"We could eventually do direct detection of a DNA sequence from native DNA" without manipulation now performed in the laboratory," says Dr. Michael L. Metzker, assistant professor in the BCM Human Genome Sequencing Center. "We could make sequencing portable and do it faster."

In the study paper, Metzker, Rice University Professor Robert Curl and colleagues describe a new way of doing DNA sequencing that could be more accurate than current methods.

Most DNA sequencing today is done with one laser and optics to separate the DNA fragment dyes of the four bases into the colours, blue, green, yellow, and red. A common problem with the technique is that the colour of light emitted by the dyes is similar. Even with complex computer programs to assist in deciphering the signals, this cross-talk between the dyes results in subtle variations that can cause nucleotides to be miscalled.

The new method developed at BCM and Rice, called pulsed multiline excitation, uses four lasers, each matched to a particular dye. PME enables the researchers to take advantage of the entire visible spectrum, eliminating the problem of cross-talk between dyes, says Metzker.

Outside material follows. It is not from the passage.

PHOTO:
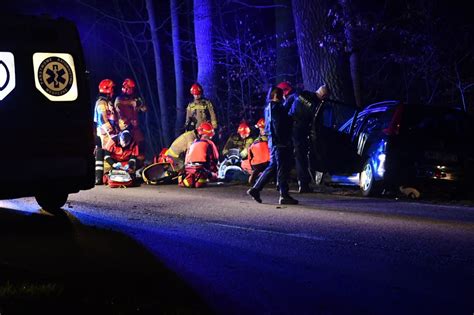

Because there are four lasers, scientists can manipulate the system so that each dye gives the same intensity of fluorescent signal, eliminating the need for further software processing to yield readable sequence information.

"We have built a highly sensitive instrument for the measuring of fluorescence, because PME gives brighter signals and collects more of that signal by eliminating the need for a prism to separate the light into colours," Metzker explains.